Melakukan transfer uranium yang diperkaya untuk kapal selam bertenaga nuklir diizinkan berdasarkan perjanjian non-proliferasi nuklir.
Sementara itu, media Australia melaporkan working paper Indonesia yang dikirim ke PBB untuk Konferensi Peninjauan Traktat Nonproliferasi nuklir (npt Revcon) merupakan respon atas adanya aliansi militer AUKUS yang berisikan Australia, Inggris dan AS.
Pada Jumat (29/7/2022), kantor berita ABC yang berbasis di Australia menerbitkan laporan berjudul "Indonesia Mengkritik Celah kapal selam nuklir dalam Perjanjian NPT yang merupakan bagian dari kesepakatan AUKUS".
Dr Benjamin Zala, pengajar di Australia National University, menyebut working paper Indonesia secara tak langsung merujuk pada Australia.
Zala mengatakan, "Ini belum tentu menjadi perhatian Indonesia, tentang Australia, melainkan tentang cara-cara yang melemahkan upaya internasional untuk menutup jalur menuju proliferasi nuklir."
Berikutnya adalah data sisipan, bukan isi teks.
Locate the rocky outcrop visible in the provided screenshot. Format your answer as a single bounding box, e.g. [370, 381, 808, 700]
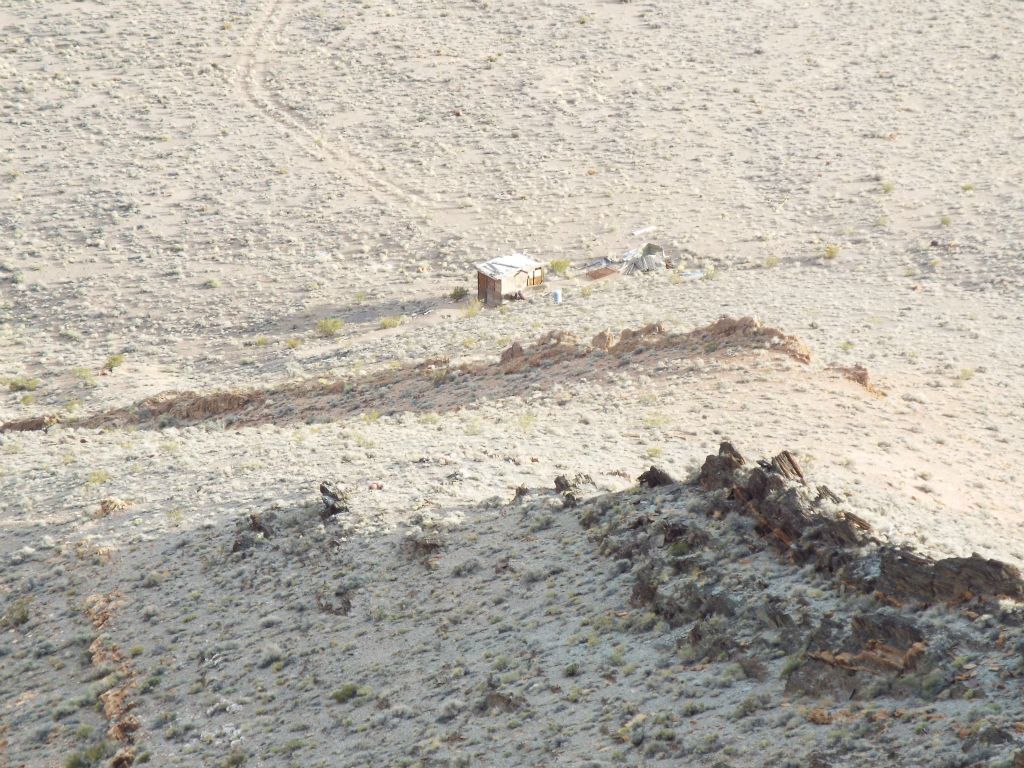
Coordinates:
[579, 442, 1024, 701]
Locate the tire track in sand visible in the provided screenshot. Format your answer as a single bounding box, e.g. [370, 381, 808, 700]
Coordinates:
[234, 0, 443, 210]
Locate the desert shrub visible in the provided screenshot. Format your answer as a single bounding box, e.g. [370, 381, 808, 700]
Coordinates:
[103, 353, 125, 371]
[0, 597, 29, 627]
[7, 376, 39, 392]
[548, 259, 572, 278]
[316, 317, 345, 339]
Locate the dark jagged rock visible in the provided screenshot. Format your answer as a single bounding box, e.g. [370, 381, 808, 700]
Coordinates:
[555, 472, 594, 508]
[697, 441, 745, 490]
[874, 548, 1024, 603]
[319, 480, 351, 522]
[771, 451, 807, 485]
[316, 585, 352, 616]
[814, 485, 843, 505]
[580, 443, 1024, 716]
[637, 467, 675, 488]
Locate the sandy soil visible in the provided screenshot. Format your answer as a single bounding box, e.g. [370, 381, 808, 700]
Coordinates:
[0, 0, 1024, 766]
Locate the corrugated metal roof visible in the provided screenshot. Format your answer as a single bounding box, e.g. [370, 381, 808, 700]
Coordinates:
[476, 253, 544, 278]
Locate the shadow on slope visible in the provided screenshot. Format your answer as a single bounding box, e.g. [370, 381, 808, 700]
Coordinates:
[0, 317, 810, 431]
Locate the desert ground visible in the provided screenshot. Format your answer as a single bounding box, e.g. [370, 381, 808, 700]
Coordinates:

Menurutnya, working paper yang diajukan Indonesia ke PBB berfungsi untuk mengisi kesenjangan aturan dalam Perjanjian NPT terkait propulsi nuklir angkatan laut yang masih belum diatur.
"Namun, tidak ada keraguan bahwa working paper dari delegasi Indonesia merupakan konsekuensi langsung dari keputusan AUKUS," lanjutnya.
Zala menyebut Australia merupakan negara pertama di kawasan sekitar Indonesia yang memanfaatkan celah aturan kapal selam nuklir.
Dr Zala mengatakan bahwa ia tak percaya rencana kapal selam nuklir akan menjadi "titik temu utama" dalam hubungan Indonesia-Australia.
Namun, hal itu sedikit banyak akan tetap "memberikan tekanan tambahan padanya".
Selain itu, Zala merprediksi delegasi Australia akan "ditanyai beberapa pertanyaan yang cukup runcing" dalam konferensi yang berlangsung di Markas PBB, New York, Amerika Serikat.